« Une année inattendue qui bat tous les records » pour Sotheby's International Realty en France et à Monaco, qui a réalisé près de 2 milliards d'euros de ventes, en forte hausse de 40% par rapport à 2024.

Barnes aussi a connu « une belle année » qui s'est terminée avec un chiffre d'affaires 22% au dessus de celui de 2024, selon Thibault de Saint Vincent, président du groupe d'immobilier de luxe. Un rebond surprenant compte tenu des « crises à répétition » sur le plan géopolitique et politique, surtout en France, poursuit-il. Il se réjouit néanmoins de cette reprise après deux années de repli, ce qui « n'était jamais arrivé » auparavant.

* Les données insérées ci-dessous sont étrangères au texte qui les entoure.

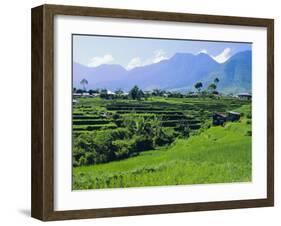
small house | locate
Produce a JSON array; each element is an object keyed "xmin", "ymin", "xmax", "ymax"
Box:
[
  {"xmin": 226, "ymin": 111, "xmax": 240, "ymax": 122},
  {"xmin": 213, "ymin": 112, "xmax": 227, "ymax": 126},
  {"xmin": 237, "ymin": 93, "xmax": 252, "ymax": 100}
]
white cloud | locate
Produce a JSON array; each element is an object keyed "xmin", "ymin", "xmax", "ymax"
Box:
[
  {"xmin": 197, "ymin": 48, "xmax": 231, "ymax": 63},
  {"xmin": 213, "ymin": 48, "xmax": 231, "ymax": 63},
  {"xmin": 126, "ymin": 57, "xmax": 142, "ymax": 70},
  {"xmin": 152, "ymin": 49, "xmax": 168, "ymax": 64},
  {"xmin": 88, "ymin": 54, "xmax": 114, "ymax": 67},
  {"xmin": 126, "ymin": 49, "xmax": 168, "ymax": 70},
  {"xmin": 197, "ymin": 49, "xmax": 208, "ymax": 54}
]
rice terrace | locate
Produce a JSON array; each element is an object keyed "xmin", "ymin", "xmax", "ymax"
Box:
[{"xmin": 72, "ymin": 35, "xmax": 252, "ymax": 190}]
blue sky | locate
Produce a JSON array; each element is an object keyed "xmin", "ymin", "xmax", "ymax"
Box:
[{"xmin": 73, "ymin": 35, "xmax": 251, "ymax": 70}]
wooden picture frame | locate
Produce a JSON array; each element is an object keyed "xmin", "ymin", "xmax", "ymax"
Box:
[{"xmin": 31, "ymin": 5, "xmax": 274, "ymax": 221}]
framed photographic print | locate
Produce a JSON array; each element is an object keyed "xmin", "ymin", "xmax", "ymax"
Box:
[{"xmin": 32, "ymin": 5, "xmax": 274, "ymax": 221}]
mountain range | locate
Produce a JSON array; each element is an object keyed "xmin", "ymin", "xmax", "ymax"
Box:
[{"xmin": 73, "ymin": 50, "xmax": 252, "ymax": 93}]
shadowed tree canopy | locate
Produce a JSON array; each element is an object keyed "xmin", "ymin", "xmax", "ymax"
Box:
[{"xmin": 194, "ymin": 82, "xmax": 203, "ymax": 92}]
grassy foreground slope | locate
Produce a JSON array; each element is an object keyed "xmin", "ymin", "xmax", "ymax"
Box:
[{"xmin": 73, "ymin": 106, "xmax": 252, "ymax": 190}]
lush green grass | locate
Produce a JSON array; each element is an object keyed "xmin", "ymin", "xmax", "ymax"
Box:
[{"xmin": 73, "ymin": 104, "xmax": 251, "ymax": 189}]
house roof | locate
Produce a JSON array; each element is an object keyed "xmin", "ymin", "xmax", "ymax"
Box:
[
  {"xmin": 227, "ymin": 111, "xmax": 240, "ymax": 115},
  {"xmin": 214, "ymin": 112, "xmax": 226, "ymax": 117},
  {"xmin": 237, "ymin": 93, "xmax": 252, "ymax": 96}
]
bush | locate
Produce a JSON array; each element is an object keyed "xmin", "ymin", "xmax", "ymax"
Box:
[
  {"xmin": 112, "ymin": 140, "xmax": 134, "ymax": 159},
  {"xmin": 134, "ymin": 136, "xmax": 154, "ymax": 152}
]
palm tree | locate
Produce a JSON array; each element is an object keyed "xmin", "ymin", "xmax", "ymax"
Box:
[{"xmin": 80, "ymin": 78, "xmax": 88, "ymax": 91}]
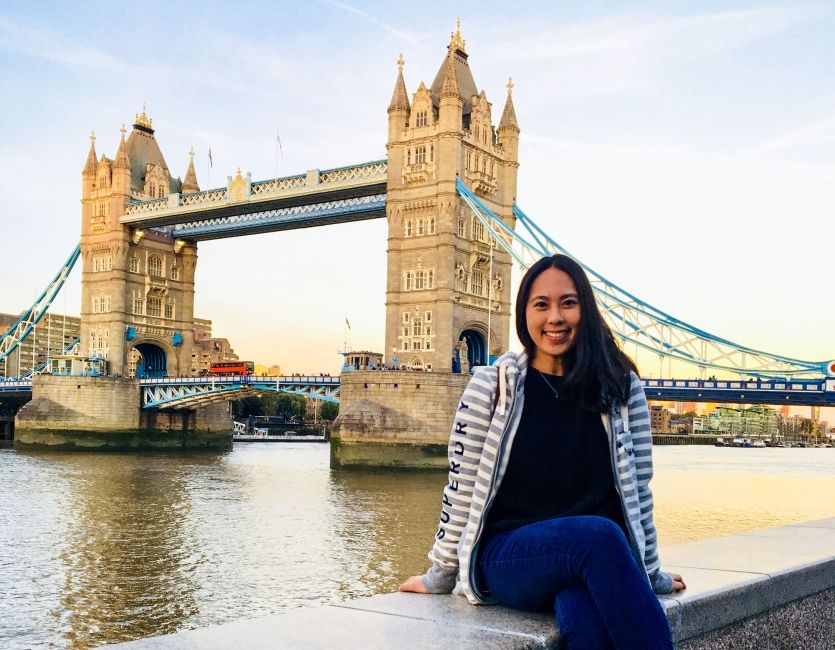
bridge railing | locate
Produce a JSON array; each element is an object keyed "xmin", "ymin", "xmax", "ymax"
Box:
[{"xmin": 121, "ymin": 160, "xmax": 388, "ymax": 223}]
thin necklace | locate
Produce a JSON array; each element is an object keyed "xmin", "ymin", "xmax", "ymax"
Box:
[{"xmin": 536, "ymin": 368, "xmax": 560, "ymax": 399}]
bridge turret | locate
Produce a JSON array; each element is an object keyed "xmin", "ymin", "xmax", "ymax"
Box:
[
  {"xmin": 388, "ymin": 53, "xmax": 411, "ymax": 142},
  {"xmin": 438, "ymin": 46, "xmax": 464, "ymax": 135},
  {"xmin": 182, "ymin": 147, "xmax": 200, "ymax": 194},
  {"xmin": 385, "ymin": 23, "xmax": 517, "ymax": 372},
  {"xmin": 113, "ymin": 124, "xmax": 130, "ymax": 200},
  {"xmin": 498, "ymin": 79, "xmax": 520, "ymax": 202},
  {"xmin": 81, "ymin": 131, "xmax": 98, "ymax": 196}
]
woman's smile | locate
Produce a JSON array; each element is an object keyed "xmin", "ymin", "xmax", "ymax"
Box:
[{"xmin": 525, "ymin": 268, "xmax": 580, "ymax": 375}]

Charles-Marie Jottras, président du réseau Daniel Féau, a aussi fait « un peu mieux qu'en 2024 ». « Je m'attendais à des bons chiffres, mais pas si bons que ça », s'étonne Alexander Kraft, PDG de Sotheby's pour la France et Monaco. « Le marché a été solide dans le monde entier », ajoute-t-il auprès de l'AFP.

« Valeur refuge »

Pour lui, « tout le monde s'est habitué à la folie politique et géopolitique. Les individus se sont dits que le monde (était) devenu bizarre et fragile et qu'il vaut mieux sécuriser sa fortune ». Une attitude qui a paradoxalement rendu le marché moins nerveux qu'en 2024.

Et « l'immobilier de prestige reste la valeur refuge par excellence », rappelle Thibault de Saint Vincent. Daniel Féau, concentré sur le marché parisien et alentours, est un peu moins optimiste : « le marché est en train de revenir à un équilibre, mais les annonces politiques et géopolitiques entraînent encore de l'attentisme chez certains ».

L'activité de Sotheby's a surtout été tirée par le « très haut de gamme » et les ménages fortunés qui ont été « prêts à payer des prix extraordinaires » pour « la crème de la crème »: « des propriétés exceptionnelles » dans des lieux prestigieux, comme New York ou la Côte d'Azur.

Barnes note d'ailleurs dans son rapport annuel que le nombre de ménages ultra-riches, qui détiennent au moins 30 millions de dollars de patrimoine, a progressé de 20% en un an, passant de 351.010 individus en 2024 à 510.810.

Depuis 2004, le nombre d'ultra-riches a augmenté sept fois plus vite que le reste de la population. « C'est une vraie explosion », pour Thibault de Saint Vincent.

C'est ce segment de la clientèle qui concentre l'activité de l'immobilier de luxe : les ultra-riches ne pèsent qu'1% au sein des 41,3 millions d'individus millionnaires du monde entier, mais ils détiennent près d'un tiers des richesses de cette population.

Marbella ou Aspen

« Au fur et à mesure de toutes les crises récentes, les richesses se concentrent de plus en plus. Ces crises successives réduisent la richesse de la classe moyenne au profit des UHNWI », les ultra-riches, relève le président de Barnes.

« Ce sont 500.000 clients qui font le marché immobilier haut de gamme », poursuit Thibault de Saint Vincent. Et en 2025, leur tendance a été de transformer des lieux de villégiature en villes à l'année.

« On est sur l'étape d'après » le Covid, selon lui. « Avant, c'était une décision coup de tête face à la pandémie puis, avec du recul, on se demande où s'installer en Europe ou dans le monde, puisqu'on est déjà détaché du lieu de vie principal avec le télétravail », explique-t-il.

Thibault de Saint Vincent cite les exemples de Marbella (Espagne) ou Aspen (États-Unis), où les plus aisés semblent vouloir passer plus que quelques semaines, grâce au télétravail.

Sur le marché français, l'élection de Donald Trump en 2024 a poussé certains Américains vers Paris, selon Charles-Marie Jottras.

Mais le patron de Daniel Féau note surtout un « mouvement très fort » face aux discussions de la taxation des plus hauts patrimoines, dans le cadre du budget de l'État pour 2026.

« Après la dissolution et surtout depuis mi-2025 et les discussions de projet de taxe différentielle, de rétablissement de l'ISF, de taxe sur les holdings, plus de personnes demandent à estimer leur bien » et envisagent de déménager à l'étranger, rapporte-t-il.